Insomma, forse l’antidoto alla volgarità, alla violenza verbale e fisica – tra le cui vittime figurano ancora le donne, oggetti usa e getta, costrette in un rapporto patriarcale in cui al disinteressato do stilnovista subentra un violento e sbilanciato ut des – è ricorrere ai versi danteschi, al suo messaggio atemporale, allo studio e alla formazione. Ancora una volta l’unico modo per non essere bruti è seguir virtute e canoscenza. Aprire ancora di più la società alle donne, raggiungere una parità di trattamento, di possibilità lavorative e dirigenziali, di gestione della famiglia, della casa e dei figli. E forse andare oltre una mera classificazione per genere, andare alla sostanza di una persona: superare la forma, dritti al contenuto. Vedere uomini e donne non in quanto tali ma unicamente come persone, che esigono rispetto e libertà di scelta. Questa è la conditio sine qua non da cui ripartire: da qui ci daremo la spinta per riemergere, per poi arricchirci con le singolarità e particolarità di ognuno di noi. Da riscoprire dunque il portato di ricchezza che possono dare sia le donne che gli uomini, ma a partire da una base all’insegna dell’uguaglianza.

Per omaggiare le donne questa settimana L’Incendiario presenterà due testi. Ciascuno a suo modo ci trasmetterà il portato di ricchezza che le donne sanno arrecare.

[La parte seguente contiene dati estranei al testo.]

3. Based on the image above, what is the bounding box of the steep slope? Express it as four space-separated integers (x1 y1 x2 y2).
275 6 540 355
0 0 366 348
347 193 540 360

Torna la nostra Gloria Fiorentini e ci presenterà la sua (e non solo) beniamina: Jane Austen. Dietro opere che hanno fatto la storia della letteratura inglese e mondiale, si cela la grandezza della vicenda umana di un’autrice che ha saputo sfidare – in modo unico ed inimitabile – le ipocrisie della società delle etichette, delle forme, del patriarcato ad ogni costo. Storia di una donna intelligente, brillante, autoironica e coraggiosa, che non si è accontentata di stare un passo indietro al suo uomo ma che è riuscita – stella solitaria – a splendere da sola.

Il nostro redattore Leonardo Borvi ci presenterà il secondo capitolo di Le mani delle donne, racconto in cui al centro è la vicenda di donne – a partire dal ricordo di sua nonna – in grado, ognuna a modo suo, di segnare la vita del protagonista. Le donne sono soggetto e oggetto della narrazione, sono esseri il cui mistero può essere svelato dalle loro mani, una delle parti simbolo della femminilità, la cui vera ed essenziale accessibilità è riservata a pochi. Ed ora nel secondo atto – Mara –  il nostro ci mostrerà le conseguenze di uno schiaffo – dal suo omologo sveviano è scaturita l’intera letteratura novecentesca – che una piccola donna da al protagonista, in tenera età. Una lettura da non perdere, per comprendere il ruolo unico e straordinario che ogni donna riveste nella vita di ognuno di noi.

Solo la letteratura, la bellezza, la parità di genere – e il magistero assoluto di Dante – ci salveranno. La chiave per una società migliore è tutta qui.